つまり、福利厚生費の大前提は、社員の福利厚生のため、すべての社員に公平であり、社会通念上妥当な金額までです。

この場合、全社員対象が要件となっていますが、それは必ずしも全員が一同に会して行うことではありません。社員数が多く、かつ、支店等(グループ等)により仕事の繁忙期が異なる場合には、グループ単位でしか忘年会等が出来ないこともあります。
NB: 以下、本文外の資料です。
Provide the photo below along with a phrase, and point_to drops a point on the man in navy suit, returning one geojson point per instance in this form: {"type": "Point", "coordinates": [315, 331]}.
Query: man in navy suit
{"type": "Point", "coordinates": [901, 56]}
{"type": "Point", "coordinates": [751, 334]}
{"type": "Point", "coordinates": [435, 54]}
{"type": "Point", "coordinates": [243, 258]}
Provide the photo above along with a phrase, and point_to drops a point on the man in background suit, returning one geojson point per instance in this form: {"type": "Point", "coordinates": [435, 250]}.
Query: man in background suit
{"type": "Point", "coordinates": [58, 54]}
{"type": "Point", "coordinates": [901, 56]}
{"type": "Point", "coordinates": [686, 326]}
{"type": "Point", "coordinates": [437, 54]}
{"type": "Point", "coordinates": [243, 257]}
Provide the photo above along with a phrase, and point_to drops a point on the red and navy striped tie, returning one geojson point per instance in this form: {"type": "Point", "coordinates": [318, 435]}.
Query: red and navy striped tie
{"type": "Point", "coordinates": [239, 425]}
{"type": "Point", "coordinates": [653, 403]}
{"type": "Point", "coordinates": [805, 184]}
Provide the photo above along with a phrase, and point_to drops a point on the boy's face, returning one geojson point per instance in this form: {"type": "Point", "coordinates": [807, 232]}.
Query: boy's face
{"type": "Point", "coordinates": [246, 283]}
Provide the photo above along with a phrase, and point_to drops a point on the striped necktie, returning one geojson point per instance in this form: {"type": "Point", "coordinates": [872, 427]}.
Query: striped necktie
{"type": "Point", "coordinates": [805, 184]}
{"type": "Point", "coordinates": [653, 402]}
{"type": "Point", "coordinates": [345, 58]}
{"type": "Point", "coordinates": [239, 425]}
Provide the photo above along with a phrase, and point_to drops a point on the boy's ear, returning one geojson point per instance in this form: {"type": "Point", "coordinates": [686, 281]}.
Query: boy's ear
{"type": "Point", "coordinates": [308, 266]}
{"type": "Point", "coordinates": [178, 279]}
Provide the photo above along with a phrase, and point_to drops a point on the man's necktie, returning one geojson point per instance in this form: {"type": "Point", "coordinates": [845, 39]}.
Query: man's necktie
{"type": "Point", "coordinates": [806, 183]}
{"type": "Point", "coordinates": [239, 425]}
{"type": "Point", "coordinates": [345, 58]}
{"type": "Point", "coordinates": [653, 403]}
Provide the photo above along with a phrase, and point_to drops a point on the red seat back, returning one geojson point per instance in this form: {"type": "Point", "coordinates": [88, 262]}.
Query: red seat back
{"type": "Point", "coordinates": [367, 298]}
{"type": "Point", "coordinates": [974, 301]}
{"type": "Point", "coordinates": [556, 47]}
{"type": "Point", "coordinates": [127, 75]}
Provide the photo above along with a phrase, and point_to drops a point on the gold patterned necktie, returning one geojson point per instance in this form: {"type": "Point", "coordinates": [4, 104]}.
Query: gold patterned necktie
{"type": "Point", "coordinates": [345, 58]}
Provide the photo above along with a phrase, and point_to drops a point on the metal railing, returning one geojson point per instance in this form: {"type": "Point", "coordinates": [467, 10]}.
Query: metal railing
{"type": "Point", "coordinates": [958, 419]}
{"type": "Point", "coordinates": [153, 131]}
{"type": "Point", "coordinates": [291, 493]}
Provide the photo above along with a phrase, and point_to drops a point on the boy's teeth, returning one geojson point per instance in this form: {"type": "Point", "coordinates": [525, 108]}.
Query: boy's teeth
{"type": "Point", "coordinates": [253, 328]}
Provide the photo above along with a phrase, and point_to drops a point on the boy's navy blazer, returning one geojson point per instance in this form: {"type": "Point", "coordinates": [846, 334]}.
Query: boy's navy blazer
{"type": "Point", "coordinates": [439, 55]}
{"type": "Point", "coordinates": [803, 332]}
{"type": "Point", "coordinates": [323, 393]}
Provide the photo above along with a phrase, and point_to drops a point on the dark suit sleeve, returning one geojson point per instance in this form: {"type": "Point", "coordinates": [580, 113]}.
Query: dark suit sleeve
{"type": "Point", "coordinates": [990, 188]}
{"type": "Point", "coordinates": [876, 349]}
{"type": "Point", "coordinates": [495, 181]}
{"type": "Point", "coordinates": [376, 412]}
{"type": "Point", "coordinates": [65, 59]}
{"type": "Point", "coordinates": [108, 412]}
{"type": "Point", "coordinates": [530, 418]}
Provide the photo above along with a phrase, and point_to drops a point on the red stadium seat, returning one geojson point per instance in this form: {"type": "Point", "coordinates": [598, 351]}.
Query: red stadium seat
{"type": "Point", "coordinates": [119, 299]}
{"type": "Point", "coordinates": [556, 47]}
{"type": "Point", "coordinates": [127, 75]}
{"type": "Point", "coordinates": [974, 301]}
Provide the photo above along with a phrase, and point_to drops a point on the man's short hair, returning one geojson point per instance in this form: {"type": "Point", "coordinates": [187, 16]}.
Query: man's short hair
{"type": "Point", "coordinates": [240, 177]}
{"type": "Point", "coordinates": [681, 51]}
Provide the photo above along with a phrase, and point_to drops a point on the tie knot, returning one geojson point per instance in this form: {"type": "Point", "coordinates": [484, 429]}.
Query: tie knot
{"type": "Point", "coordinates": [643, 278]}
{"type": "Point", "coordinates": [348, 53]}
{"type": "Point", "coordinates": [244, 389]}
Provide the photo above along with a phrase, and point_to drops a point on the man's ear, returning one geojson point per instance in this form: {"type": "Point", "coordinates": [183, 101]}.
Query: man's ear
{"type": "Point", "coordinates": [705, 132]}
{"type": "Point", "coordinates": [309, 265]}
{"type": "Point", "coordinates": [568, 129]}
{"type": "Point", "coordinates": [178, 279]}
要するに、グループ単位であっても忘年会等が会社の行事であり、かつ、課長以上、部長以上など特定の者だけを対象としていない場合には福利厚生費となるということです。ただし、グループ単位での会社の費用負担が大きな差がないこと、会社が負担する金額が社会通念上高額にならないことも要件です。

なお、行われなかった支店の社員に対して、忘年会一人当たりの費用を支給した場合には、福利厚生費ではなく給与として扱われますので注意が必要です。